Wettbewerbsbeschränkungen in selektiven Vertriebsverträgen können u. a. dann zulässig sein (neben weiteren Voraussetzungen), wenn diesen Beschränkungen objektive Gesichtspunkte zugrunde liegen und sie sich auf Qualitätsanforderungen beziehen. Die Beschränkungen müssen in Bezug auf Eigenschaften und Qualität erforderlich sein und sie müssen diskriminierungsfrei angewendet werden.
Nicht immer wird das System diskriminierungsfrei ausgestaltet. Gerade bei Änderungen werden die Gesichter der beteiligten Händler lang und länger und immer sind es die Online-Händler, die benachteiligt werden.
Grundsätzlich ist es natürlich erlaubt, Händler, die unterschiedliche Leistungen und Performances bieten, unterschiedlich zu behandeln. Rechtlich kritisch wird es aber dann, wenn die Kriterien so angelegt sind, dass sie (un)erwünschte Effekte zeigen. Regalmeterbezogene Regelungen benachteiligen den Online-Handel aber schon ihrer Struktur nach, denn dort spielen Verkaufsflächen keine Rolle. Solche Kriterien können sich als Expansionshürden erweisen oder den Marktzutritt erschweren.
Das Ganze läuft juristisch unter dem Titel „Vertikale Beschränkungen der Internetökonomie“ und bei Marktbeschränkungen ist das Kartellrecht gefragt.

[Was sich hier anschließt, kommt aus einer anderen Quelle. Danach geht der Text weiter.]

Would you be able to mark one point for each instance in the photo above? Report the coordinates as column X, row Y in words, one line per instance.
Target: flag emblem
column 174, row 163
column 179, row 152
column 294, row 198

Ist der Einfluss auf den heimischen Markt nur groß genug, also die Eingriffsschwelle für das personell eher unterbesetzte Bundeskartellamt überschritten, dann kann man die Wettbewerbshüter schon mal zu einem Verfahren bewegen. Ansonsten bleibt immer die individuelle Klage. Zu spüren bekam dies auch die Bosch Siemens Hausgeräte, als man 2013 ein neues Rabattsystem einführte, welches dann nach Einschreiten des Bundeskartellamtes als „wettbewerbsbeschränkendes Doppelpreissystem“ getadelt wieder vom Tisch kam, um dann abgewandelt wieder aufzuerstehen. Auch der Gartenprodukte-Hersteller GARDENA hatte Ende 2013 dem Bundeskartellamt gegenüber zusagen müssen, künftig gleiche Rabatte für stationäre Händler und Online-Händler einzuführen. Dort konnte man über gestaffelte Funktionsrabatte nur offline in den Genuss der höchsten Rabattstufe gelangen. Schon 2012 erwischte es den Luxusarmaturenhersteller Dornbracht, der über Qualitätskriterien u. a. die Gewährleistung einer fachgerechten Montage und Inbetriebnahme von Dornbracht-Produkten und adäquaten After-Sales-Service realisieren wollte, damit aber den Verkauf an andere als vorgesehene Abnehmer unattraktiv machte, weil dann die Kriterien nicht zu erfüllen waren.